Metadata-Version: 2.1
Name: bourbaki.regex
Version: 0.1.0
Summary: UNKNOWN
Home-page: https://github.com/bourbaki-py/regex
Author: Matthew Hawthorn
Author-email: hawthorn.matthew@gmail.com
License: Apache License 2.0
Platform: UNKNOWN
Classifier: Programming Language :: Python :: 3
Classifier: Programming Language :: Python :: 3.6
Classifier: Programming Language :: Python :: 3.7
Classifier: License :: OSI Approved :: Apache Software License
Classifier: Operating System :: POSIX :: Linux
Classifier: Operating System :: MacOS :: MacOS X
Classifier: Topic :: Software Development :: Libraries :: Python Modules
Classifier: Topic :: Software Development :: Code Generators
Classifier: Topic :: Text Processing
Classifier: Topic :: Utilities
Classifier: Typing :: Typed

# Regular expressions made readable

## Introduction

`bourbaki.regex` provides an interface for constructing arbitrarily complex 
regular expressions using standard Python syntax.

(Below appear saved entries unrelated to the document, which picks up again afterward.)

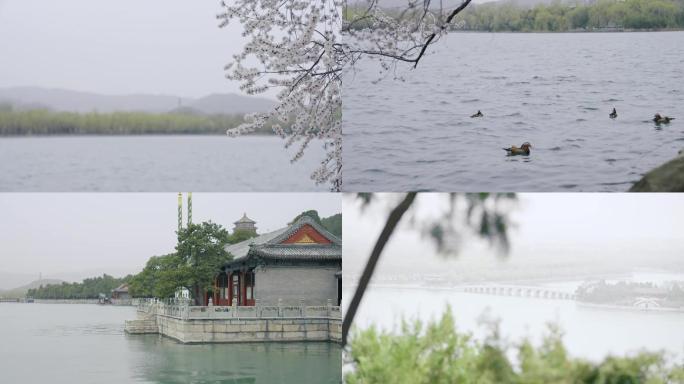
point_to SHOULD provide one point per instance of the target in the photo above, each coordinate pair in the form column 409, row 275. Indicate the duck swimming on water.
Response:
column 658, row 119
column 478, row 114
column 523, row 150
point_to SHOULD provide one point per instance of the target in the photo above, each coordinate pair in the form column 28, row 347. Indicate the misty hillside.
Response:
column 20, row 292
column 81, row 102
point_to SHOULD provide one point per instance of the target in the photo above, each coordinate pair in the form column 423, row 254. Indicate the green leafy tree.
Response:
column 160, row 278
column 438, row 353
column 199, row 255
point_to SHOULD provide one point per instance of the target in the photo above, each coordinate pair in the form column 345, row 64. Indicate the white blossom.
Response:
column 303, row 47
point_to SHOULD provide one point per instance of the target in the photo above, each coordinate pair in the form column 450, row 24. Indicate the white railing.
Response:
column 182, row 310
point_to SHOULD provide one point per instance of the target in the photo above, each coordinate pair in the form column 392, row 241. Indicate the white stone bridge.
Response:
column 519, row 291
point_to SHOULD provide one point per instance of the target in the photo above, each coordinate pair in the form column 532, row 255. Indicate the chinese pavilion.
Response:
column 300, row 262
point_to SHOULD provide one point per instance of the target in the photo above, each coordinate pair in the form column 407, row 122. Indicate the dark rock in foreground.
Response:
column 669, row 177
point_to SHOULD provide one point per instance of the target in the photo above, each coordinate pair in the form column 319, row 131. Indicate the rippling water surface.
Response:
column 154, row 163
column 553, row 90
column 63, row 343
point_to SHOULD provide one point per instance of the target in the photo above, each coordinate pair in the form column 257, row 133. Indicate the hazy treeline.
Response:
column 15, row 122
column 566, row 16
column 162, row 275
column 625, row 293
column 90, row 288
column 438, row 353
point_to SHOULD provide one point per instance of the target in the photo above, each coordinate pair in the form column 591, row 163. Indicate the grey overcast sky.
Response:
column 550, row 228
column 63, row 235
column 117, row 47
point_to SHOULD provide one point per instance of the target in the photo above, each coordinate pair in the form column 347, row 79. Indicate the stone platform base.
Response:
column 239, row 329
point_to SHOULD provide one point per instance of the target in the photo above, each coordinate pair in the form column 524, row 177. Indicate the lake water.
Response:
column 589, row 332
column 61, row 343
column 154, row 163
column 553, row 90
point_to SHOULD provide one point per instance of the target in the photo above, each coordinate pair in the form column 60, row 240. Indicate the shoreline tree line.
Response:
column 199, row 255
column 28, row 122
column 568, row 16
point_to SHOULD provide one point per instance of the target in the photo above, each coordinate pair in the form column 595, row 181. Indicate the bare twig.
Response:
column 390, row 226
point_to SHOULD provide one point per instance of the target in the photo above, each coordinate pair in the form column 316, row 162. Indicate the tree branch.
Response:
column 433, row 35
column 391, row 224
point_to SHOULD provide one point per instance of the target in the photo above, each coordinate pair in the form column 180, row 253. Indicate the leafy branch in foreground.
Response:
column 483, row 214
column 436, row 353
column 295, row 47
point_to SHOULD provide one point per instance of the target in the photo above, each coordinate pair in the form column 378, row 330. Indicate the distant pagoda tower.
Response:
column 245, row 224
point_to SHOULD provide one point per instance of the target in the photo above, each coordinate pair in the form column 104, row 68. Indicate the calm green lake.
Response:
column 63, row 343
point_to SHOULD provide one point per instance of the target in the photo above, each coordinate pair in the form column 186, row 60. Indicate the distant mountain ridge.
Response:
column 20, row 292
column 82, row 102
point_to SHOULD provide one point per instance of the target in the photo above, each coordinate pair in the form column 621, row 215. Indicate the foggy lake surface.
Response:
column 62, row 343
column 155, row 163
column 589, row 332
column 552, row 90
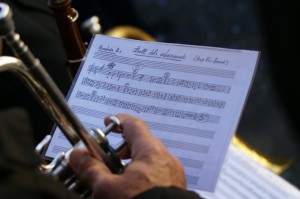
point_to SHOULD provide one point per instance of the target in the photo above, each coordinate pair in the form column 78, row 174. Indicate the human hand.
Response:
column 152, row 165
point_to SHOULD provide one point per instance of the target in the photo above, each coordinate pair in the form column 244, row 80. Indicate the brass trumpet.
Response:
column 31, row 72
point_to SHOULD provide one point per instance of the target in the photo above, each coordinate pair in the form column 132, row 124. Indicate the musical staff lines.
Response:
column 107, row 56
column 126, row 89
column 163, row 80
column 200, row 133
column 150, row 109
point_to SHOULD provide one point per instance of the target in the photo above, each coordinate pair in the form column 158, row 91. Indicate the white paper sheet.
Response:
column 190, row 96
column 243, row 178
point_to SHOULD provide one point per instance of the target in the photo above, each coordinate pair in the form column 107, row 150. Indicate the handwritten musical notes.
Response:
column 191, row 97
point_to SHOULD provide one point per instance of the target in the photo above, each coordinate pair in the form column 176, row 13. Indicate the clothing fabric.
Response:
column 20, row 177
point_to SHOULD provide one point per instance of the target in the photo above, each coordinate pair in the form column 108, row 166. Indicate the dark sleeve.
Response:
column 167, row 192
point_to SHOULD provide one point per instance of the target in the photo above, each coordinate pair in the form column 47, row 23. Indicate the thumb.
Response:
column 88, row 169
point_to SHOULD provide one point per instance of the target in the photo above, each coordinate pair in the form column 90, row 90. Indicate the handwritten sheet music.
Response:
column 243, row 178
column 191, row 97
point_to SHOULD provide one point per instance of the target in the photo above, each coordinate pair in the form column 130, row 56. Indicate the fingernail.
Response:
column 77, row 158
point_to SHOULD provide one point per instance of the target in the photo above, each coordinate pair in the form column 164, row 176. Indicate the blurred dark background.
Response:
column 270, row 119
column 269, row 123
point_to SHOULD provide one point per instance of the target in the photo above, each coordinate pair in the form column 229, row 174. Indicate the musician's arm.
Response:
column 153, row 173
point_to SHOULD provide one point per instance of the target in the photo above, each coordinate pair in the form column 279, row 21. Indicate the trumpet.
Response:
column 32, row 73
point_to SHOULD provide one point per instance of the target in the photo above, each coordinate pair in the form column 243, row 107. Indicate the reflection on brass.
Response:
column 275, row 165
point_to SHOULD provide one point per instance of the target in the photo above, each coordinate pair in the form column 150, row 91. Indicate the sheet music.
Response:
column 243, row 178
column 191, row 97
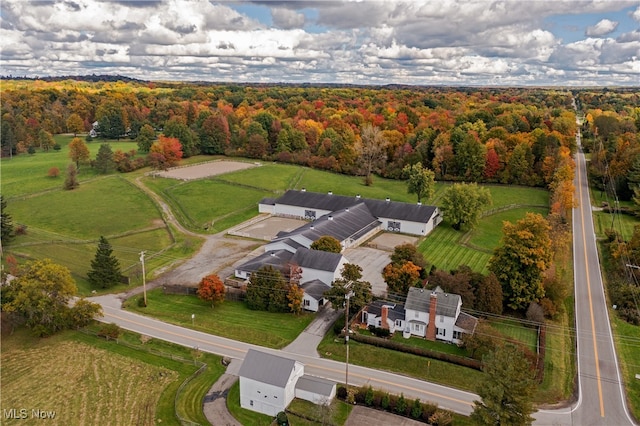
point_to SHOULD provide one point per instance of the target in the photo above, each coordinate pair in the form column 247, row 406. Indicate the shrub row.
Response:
column 397, row 346
column 422, row 411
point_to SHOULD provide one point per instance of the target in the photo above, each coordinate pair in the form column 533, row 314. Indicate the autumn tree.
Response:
column 145, row 138
column 507, row 390
column 522, row 258
column 327, row 243
column 165, row 152
column 75, row 124
column 462, row 204
column 371, row 151
column 78, row 151
column 420, row 181
column 350, row 281
column 40, row 296
column 104, row 159
column 267, row 290
column 71, row 181
column 105, row 267
column 211, row 289
column 295, row 296
column 400, row 277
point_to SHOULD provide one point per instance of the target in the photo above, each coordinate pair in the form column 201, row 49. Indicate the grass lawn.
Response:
column 411, row 365
column 627, row 337
column 443, row 249
column 230, row 319
column 87, row 380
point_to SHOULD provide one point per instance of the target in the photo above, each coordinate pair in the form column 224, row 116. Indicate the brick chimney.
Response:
column 431, row 327
column 385, row 315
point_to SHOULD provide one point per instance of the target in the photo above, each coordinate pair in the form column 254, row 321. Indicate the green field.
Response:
column 85, row 380
column 229, row 319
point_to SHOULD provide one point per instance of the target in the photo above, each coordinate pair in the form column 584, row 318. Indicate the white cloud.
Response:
column 603, row 27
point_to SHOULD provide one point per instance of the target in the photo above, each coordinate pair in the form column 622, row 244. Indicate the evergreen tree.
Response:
column 105, row 268
column 7, row 223
column 507, row 390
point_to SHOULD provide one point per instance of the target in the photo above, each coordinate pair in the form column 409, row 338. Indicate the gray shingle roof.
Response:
column 315, row 288
column 266, row 368
column 315, row 385
column 378, row 208
column 396, row 311
column 316, row 259
column 418, row 300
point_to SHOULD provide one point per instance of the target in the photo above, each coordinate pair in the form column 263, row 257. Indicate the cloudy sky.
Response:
column 460, row 42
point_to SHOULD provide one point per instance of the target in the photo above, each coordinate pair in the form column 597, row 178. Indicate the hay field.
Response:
column 81, row 384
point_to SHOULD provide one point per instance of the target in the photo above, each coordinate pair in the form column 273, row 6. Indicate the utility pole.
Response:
column 144, row 279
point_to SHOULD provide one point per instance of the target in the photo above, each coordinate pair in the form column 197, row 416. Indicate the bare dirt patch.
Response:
column 203, row 170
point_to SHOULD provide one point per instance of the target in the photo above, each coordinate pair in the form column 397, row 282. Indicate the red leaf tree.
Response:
column 211, row 289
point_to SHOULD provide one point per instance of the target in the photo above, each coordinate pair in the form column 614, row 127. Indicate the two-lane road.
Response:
column 601, row 394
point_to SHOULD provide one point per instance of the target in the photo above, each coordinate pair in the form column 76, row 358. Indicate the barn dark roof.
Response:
column 315, row 288
column 418, row 299
column 267, row 368
column 378, row 208
column 316, row 259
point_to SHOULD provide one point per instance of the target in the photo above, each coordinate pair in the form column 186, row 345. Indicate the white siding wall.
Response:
column 261, row 397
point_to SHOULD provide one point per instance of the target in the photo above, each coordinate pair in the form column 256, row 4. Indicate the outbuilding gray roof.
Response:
column 378, row 208
column 315, row 288
column 418, row 299
column 266, row 368
column 316, row 385
column 316, row 259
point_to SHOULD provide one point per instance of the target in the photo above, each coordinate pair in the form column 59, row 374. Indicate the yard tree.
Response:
column 507, row 390
column 40, row 297
column 327, row 243
column 104, row 159
column 211, row 289
column 145, row 138
column 294, row 297
column 75, row 124
column 71, row 181
column 400, row 277
column 350, row 281
column 267, row 290
column 420, row 181
column 78, row 151
column 462, row 204
column 6, row 224
column 105, row 267
column 371, row 151
column 522, row 258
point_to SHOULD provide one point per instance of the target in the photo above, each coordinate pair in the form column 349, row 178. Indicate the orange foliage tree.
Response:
column 211, row 289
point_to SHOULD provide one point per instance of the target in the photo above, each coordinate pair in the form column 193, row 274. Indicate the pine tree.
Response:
column 7, row 223
column 105, row 268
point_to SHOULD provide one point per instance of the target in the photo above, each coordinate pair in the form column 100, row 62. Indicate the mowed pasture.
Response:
column 80, row 383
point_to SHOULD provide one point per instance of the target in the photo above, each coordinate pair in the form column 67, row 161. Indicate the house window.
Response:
column 393, row 226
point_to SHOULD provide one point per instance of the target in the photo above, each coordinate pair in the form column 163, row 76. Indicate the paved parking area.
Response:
column 372, row 262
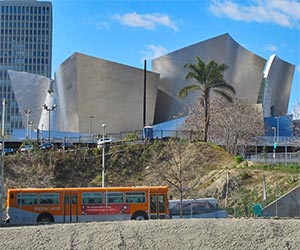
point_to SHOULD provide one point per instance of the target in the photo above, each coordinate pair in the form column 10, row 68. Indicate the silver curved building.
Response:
column 88, row 86
column 112, row 93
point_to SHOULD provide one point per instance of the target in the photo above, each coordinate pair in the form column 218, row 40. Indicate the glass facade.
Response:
column 25, row 45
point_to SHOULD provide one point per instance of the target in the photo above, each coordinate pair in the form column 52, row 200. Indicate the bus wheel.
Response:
column 139, row 215
column 45, row 218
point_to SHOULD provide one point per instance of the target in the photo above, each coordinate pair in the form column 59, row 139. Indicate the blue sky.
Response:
column 131, row 31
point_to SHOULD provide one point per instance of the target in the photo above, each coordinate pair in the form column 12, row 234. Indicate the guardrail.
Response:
column 277, row 158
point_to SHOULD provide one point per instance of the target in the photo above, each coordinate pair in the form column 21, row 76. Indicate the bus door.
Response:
column 158, row 206
column 70, row 207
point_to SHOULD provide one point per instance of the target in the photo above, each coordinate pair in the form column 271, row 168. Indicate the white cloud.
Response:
column 100, row 25
column 147, row 21
column 282, row 12
column 154, row 51
column 271, row 47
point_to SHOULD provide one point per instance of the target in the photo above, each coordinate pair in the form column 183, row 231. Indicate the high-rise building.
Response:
column 25, row 45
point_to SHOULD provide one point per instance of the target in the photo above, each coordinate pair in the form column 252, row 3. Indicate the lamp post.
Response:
column 29, row 124
column 42, row 134
column 2, row 155
column 273, row 128
column 274, row 148
column 90, row 124
column 49, row 109
column 27, row 113
column 277, row 118
column 103, row 155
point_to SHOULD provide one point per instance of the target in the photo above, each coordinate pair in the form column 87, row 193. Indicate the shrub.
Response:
column 238, row 159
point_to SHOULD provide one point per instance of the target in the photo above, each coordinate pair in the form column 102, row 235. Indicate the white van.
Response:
column 196, row 208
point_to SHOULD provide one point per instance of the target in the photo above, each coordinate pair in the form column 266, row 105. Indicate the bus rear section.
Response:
column 30, row 206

The goals of the package are the following:

  - allow the user to be as terse as possible while not sacrificing readability
  - support the full range of constructs available in the standard library regex engine (`re` module)
  - be extensible and modular to support more advanced constructs in the future, 
    as for instance provided by the `regex` module
  - handle minutiae such as handling backreferences (inferring the correct group index)
  - raise meaningful errors at compile time, such as named group collisions, nonexistent
    backreferences, and lookbehind assertions that are not fixed-length.

## Usage

There are a few base constructors from which all expression patterns can be built:

  - `bourbaki.regex.C`: Character class constructor.
    `C['a':'z', 'A-Z', '0':'9']` for instance is equivalent to the raw regular expression `r'[a-zA-Z0-9]`
  - `bourbaki.regex.L/Literal`: Literal string match.  This handles escaping special characters that are reserved for 
    regular expression syntax.
    For example `L('*foo[bar]*')` is equivalent to the raw regular expression `r'\*foo\[bar\]\*'`
    (note the '\' escapes)